Silvia De Maria: “Mai stata così forte, tutto merito del canottaggio”
giovedì 23 Febbraio 2012
Silvia De Maria: “Mai stata così forte, tutto merito del canottaggio”
Silvia De Maria: “Mai stata così forte, tutto merito del canottaggio”
di Alessandro Polato
TORINO, 24 febbraio 2012 – Il 29 agosto 2012, a 17 giorni dalla conclusione dei XXX Giochi Olimpici, Londra ospiterà anche la XIV edizione dei Giochi Paralimpici.
A poco più di 6 mesi dal loro inizio, e fresca di rientro dai primi raduni del 2012, siamo andati a fare due chiacchiere con Silvia De Maria, atleta della Società Canottieri Caprera di Torino, che lo scorso agosto 2011, a Bled (Slovenia), ha conquistato una storica qualificazione paralimpica nella specialità del 2XTAMix, assieme al compagno di barca Daniele Stefanoni (C.C. Aniene).

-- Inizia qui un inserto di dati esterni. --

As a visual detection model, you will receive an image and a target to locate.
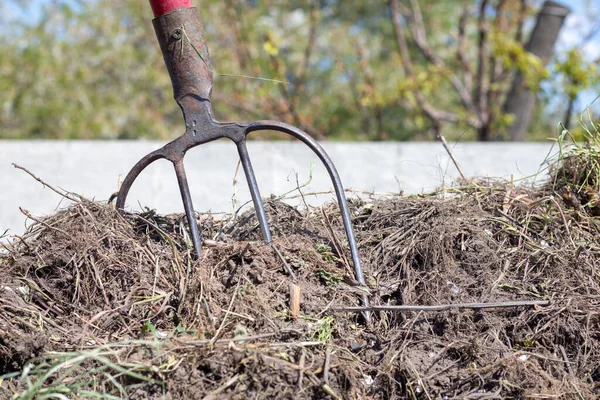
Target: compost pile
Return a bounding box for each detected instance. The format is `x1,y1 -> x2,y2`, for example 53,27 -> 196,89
0,149 -> 600,399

Silvia, aiutaci a inquadrare meglio la tua storia raccontandoci delle tue passioni, sportive e non. “Sono nata a Torino il 14 aprile del 1973 e sono la terza di quattro figli. Ho tre fratelli, Paolo, Claudio, Giorgio, e sono cresciuta coltivando sin da piccola l’amore per lo sport e la montagna, trasmessami da papà Gigi (grande amante del ciclismo) e sostenuta da mamma Lidia. Sono appassionata d’arte (mi reco spesso a mostre di varia natura) e cinematografia, amo la musica (che vivo in prima persona, recandomi ai concerti dei miei cantanti preferiti), l’opera lirica e la filosofia, in particolare quella orientale.Ho studiato ragioneria al liceo e scienze dell’educazione all’università , laureandomi nel ‘97. Una volta completati gli studi ho cominciato a lavorare, dapprima affrontando il tema del disagio minorile presso il carcere Ferrante Aporti di Torino, e successivamente il tema della disabilità in una comunità alloggio per pazienti psichiatrici.”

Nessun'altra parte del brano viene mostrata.